Палавичевский, прежде чем парировать, посмотрел на меня пристально, словно лазером дырку сверлил:
– Не ваши ли слова: нельзя переносить вину палача на его несогласную жертву? Вспомните, не вы ли некогда утверждали, что преступно идти в поводу у бандитов? Сейчас дело коснулось вас самого, и вы, естественно, переменили мнение.
– Это нечестно, – но я знал, что Палавичевский кругом прав. – Это ниже пояса. Запрещенный прием.
– Вы не в курсе всех обстоятельств, Феликс Ильич, – вмешался Гумусов, смущенно и нервно теребя свои загадочные бумаги. – Если бы знали, вы бы поняли, что такой обмен обернется катастрофой. Причем для многих людей. А ребенка все равно не вернут. Это ясно каждому из присутствующих, кроме вас одного. И, встаньте, пожалуйста. Мы и так будет говорить с вами.
Я поднялся. Витя Алданов довольно проворно и заботливо уступил мне свою табуретку – ноги меня не держали, он увидел это. Я сел.
– Дело идет не об обмене. Дело идет только о переговорах.

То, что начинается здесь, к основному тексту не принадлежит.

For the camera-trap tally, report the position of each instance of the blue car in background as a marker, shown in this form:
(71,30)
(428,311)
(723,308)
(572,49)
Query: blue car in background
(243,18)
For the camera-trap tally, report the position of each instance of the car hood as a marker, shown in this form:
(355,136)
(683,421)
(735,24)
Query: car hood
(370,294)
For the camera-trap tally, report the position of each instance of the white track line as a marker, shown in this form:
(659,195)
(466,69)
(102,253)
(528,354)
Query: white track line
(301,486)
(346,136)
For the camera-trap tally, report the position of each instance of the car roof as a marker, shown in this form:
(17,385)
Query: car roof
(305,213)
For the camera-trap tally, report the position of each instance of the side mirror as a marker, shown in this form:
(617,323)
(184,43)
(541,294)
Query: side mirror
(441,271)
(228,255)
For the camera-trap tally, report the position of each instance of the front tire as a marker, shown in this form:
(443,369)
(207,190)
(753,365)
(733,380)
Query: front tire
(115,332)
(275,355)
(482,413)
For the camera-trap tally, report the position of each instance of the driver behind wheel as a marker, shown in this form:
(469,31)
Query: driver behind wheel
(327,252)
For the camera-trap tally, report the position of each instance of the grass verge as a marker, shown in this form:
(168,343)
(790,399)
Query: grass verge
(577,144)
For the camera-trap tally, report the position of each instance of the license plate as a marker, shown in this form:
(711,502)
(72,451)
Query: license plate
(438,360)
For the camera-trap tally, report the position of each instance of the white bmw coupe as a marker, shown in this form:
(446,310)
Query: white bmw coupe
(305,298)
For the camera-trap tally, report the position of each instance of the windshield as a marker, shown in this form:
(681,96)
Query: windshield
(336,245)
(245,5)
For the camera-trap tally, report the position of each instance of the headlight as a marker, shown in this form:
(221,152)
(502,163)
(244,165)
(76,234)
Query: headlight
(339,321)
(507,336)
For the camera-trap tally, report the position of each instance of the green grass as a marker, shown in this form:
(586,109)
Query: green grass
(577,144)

Тут они засмеялись. Все разом. Даже безучастная, полуживая Ксюша. Даже Петр Иванович криво улыбнулся. В костромском лесу, как пить дать, издохло польское воинство!
– Вы наивны, Феликс Ильич. И потом. Поймите правильно. Это не наша проблема. И не наша забота. Во-первых, ее мать предполагала, на что шла. Во-вторых, есть еще другая чаша весов. И на ней лежит много больше одной единственной жизни, – Гумусов оторвался от своих бумаг, тоже посмотрел на меня. Будто прокурор-обвинитель.
– Кто может измерить, что больше? Одна человеческая жизнь или несколько, ради которых ею надо пожертвовать. Особенно, жизнь ребенка.
– Никто не может. Вы сами только что ответили на ваш вопрос. Вы – по-своему, мы – по-своему. Я готов лишь повторить, – тут Палавичевский снова стал мне крайне неприятен, – нам всем жаль девочку. Искренне жаль. Но ничего нельзя сделать.
Проклятие! Содом и Гоморра! ГУЛАГ и его Архипелаг! Давид и его арфа! Молот Ведьм! Ничего нельзя сделать. Не бывает так. Они просто не хотят. Не желают. Он не желает.
– Но, вы же можете. Петр Иванович, – впервые я обратился по отчеству к Моте, хоть бы оценил! – Я кое-что слышал о вас. Ваша сила, например…
Меня перебили. И отнюдь не Мотя. Тот все еще молчал, все еще бледный, как поганка и потный, как филин. Болен он, что ли? Подумал я.
– Феликс Ильич. Это так не работает. Так, как вы думаете. Это невообразимо сложное и опасное предприятие. Или вы полагаете, что Петр Иванович явится на встречу и всех победит мановением руки или усилием воли? Если бы было возможно, сами прикиньте, разве бы мы все сидели здесь? И разве было бы нам жалко помочь? Ради ребенка, – Гумусов участливо вздохнул. Но как-то не по правде.
А вот Мотя! Что-то сочувственное мелькнуло в его круглых, совиных глазах. Один зеленый, другой голубой. Что-то мелькнуло. Но тут же он тряхнул тяжелой своей головой, отогнал. Но я заметил. Успел.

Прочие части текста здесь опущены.